Top Zacks #1 Rank (STRONG BUY) Stocks—

Boeing:The grounding of 737s by China and India won’t be kind to this pick. It has a Value Score of D too. Can the DJIA stand up if this stock heads south? I doubt it. A $422 share price and lofty second place in market cap in our rankings, at $239B are scary.

Columbia Sportswear: This $6.9B market cap apparel maker sports a $100 a share price. The Zacks VGM score is A too. Not all apparel makers are struggling, obviously.

Foot Locker: This is a $6.8B market cap retailer of shoes and apparel with a $60 share price. It is a Zacks VGM score of B too.

With all the focus on retail sales this week, these retail and apparel stocks will be in focus.

Global Macro—

Keep your eyes on retail sales data, from the U.S., Mexico, and Brazil.
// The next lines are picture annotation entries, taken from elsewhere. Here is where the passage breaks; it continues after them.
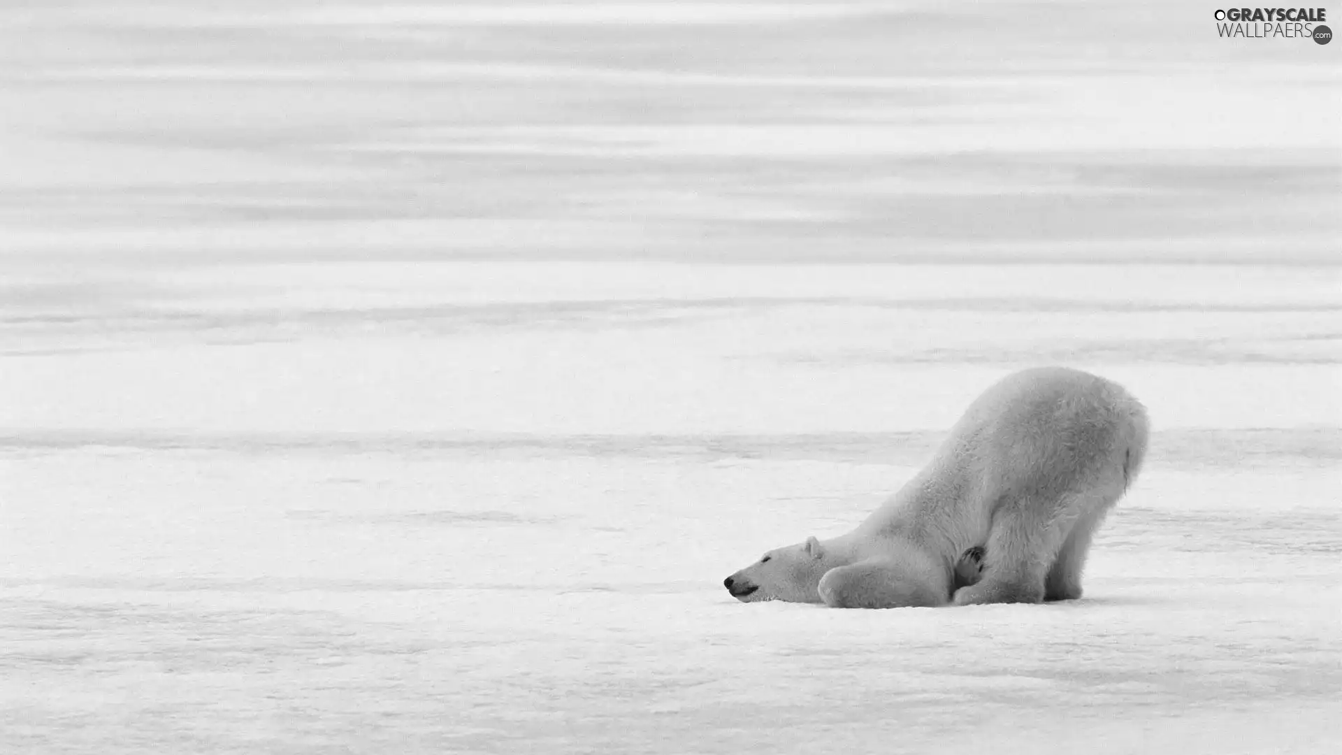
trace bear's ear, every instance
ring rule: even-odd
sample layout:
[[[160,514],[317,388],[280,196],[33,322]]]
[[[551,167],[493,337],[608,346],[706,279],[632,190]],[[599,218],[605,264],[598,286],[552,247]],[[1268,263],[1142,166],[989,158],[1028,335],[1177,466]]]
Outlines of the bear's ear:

On Tuesday, U.K. GDP comes out. The -0.4 m/m rate is sluggish. A host of other U.K. indicators like industrial production, construction output, and an index of services also come out.

South Korea’s unemployment rate should get to 4.2% from 4.4% in a prior reading. That sounds like a solid performance.

The U.S. CPI comes out.

On Wednesday, U.S Durable Goods orders come out. Ex-transportation, they could be +0.2% m/m. 

The U.S. PPI also comes out. +0.2% m/m is the consensus there.

On Thursday, the HICP in Germany comes out. That +1.7% y/y consumer inflation reading will be closely watched, given the recent slowdown in GDP data there.

Broad retail sales in Brazil should climb to +2.7% y/y from +1.8% y/y.

On Friday, the Bank of Japan updates us on its target rate (now -0.1%) and its 10-year yield target (now 0.0%). Don’t expect any change.